20130505-172855.jpg We don’t want competition. We want a niche. Going after an area such as business litigation is no way for a law firm to do effective business development.

Read ‘Moneyball: The Art of Winning an Unfair Game‘ by Michael Lewis to learn how effective it is for an organization to do what their competitors are not.

Look for those industries and areas of the law that have more future than past.

This was the message a senior partner delivered to an industry group at a successful law firm last Sunday.

I was there to share my insight on how to effectively blog and use other social media for business development. But the lawyers I was meeting with were business development pro’s. I learned as much as I shared.

The women and men in this group were representing organizations and government agencies from coast to coast. They traveled at the drop of a hat if it meant the opportunity for a meeting that could lead to new business.

They had a niche – and they dominated it. When they knocked on doors people knew of the reputation of the firm and its lawyers. A reputation built by going after areas where there was no competition.
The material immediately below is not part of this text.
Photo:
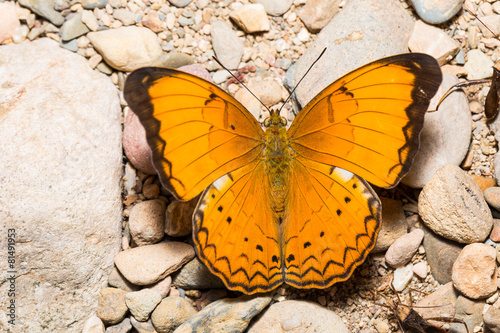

No competition? That’s impossible.

Hardly. Look at some of the younger lawyers in this country who have knocked the ball out the park by chasing a niche. Sorry guys, everyone is a young lawyer next to me at age 57.

Look at Staci Riordan (@staciriordan) of Fox Rothschild in Los Angeles. She’s a fashion lawyer, something probably no one knew existed 5 years ago. But through blogging and using other social media, Riordan has tapped into a network that keeps on giving.

New clients. Speaking engagements in the U.S and internationally, and a presence on the Internet and offline to kill for.

Dave Donoghue (@rdd) in Chicago wanted to get a job in large law in Chicago doing IP litigation. He didn’t start an IP litigation blog, of which there are now many. He started publishing the Chicago IP Litigation Blog covering noteworthy cases from the District Court and Court of Appeals in Northern Illinois.

Donoghue got that job — with DLA Piper, and he’s since moved onto Holland & Knight. He’s developed a national reputation in IP litigation and a reputation that has led to substantial new business.

Seeing the potential in niches, Donoghue has started a second blog, Retail Patent Litigation. Not litigation, not retail litigation, not patent law, but patent litigation in the retail industry.

Think Donoghue’s scared that he’s pigeon holed himself. Hardly. He’s playing money ball, doing what his competition in large law is not.

Donoghue’s speaking at retail industry events, meeting with industry leaders, including in-house counsel, and sharing his insight via his blog and other social media is giving him a reputation and relationships other lawyers would kill for.

Yesterday was the Kentucky Derby. A few years ago Dallas’ Alison Rowe (@allisonmrowe) spoke to a breeder’s association in Louisville the day before the Derby. It was only one year after she left securities work and began to chase her dream, equine law, with the launch of her Equine Law Blog.

I sit in a lot of blog strategy sessions at LexBlog with lawyers and law firms launching new blogs. Far too many launch blogs covering areas of the law which all their competitors are covering, or will cover, in a blog. These lawyers would be better served by bucking the trend and being a maverick by going after a niche.

What do you need to develop a niche brand as a lawyer? Per Riordan:

Believe in yourself and what you are doing. With commitment, utilization of social media and the Internet and passion, others will begin to believe. And before you know it, you can go from a company to a legacy brand!

Look for areas where this no competition. Where there is more future than past. There has never been a greater opportunity to do so than in the age of blogs and social media.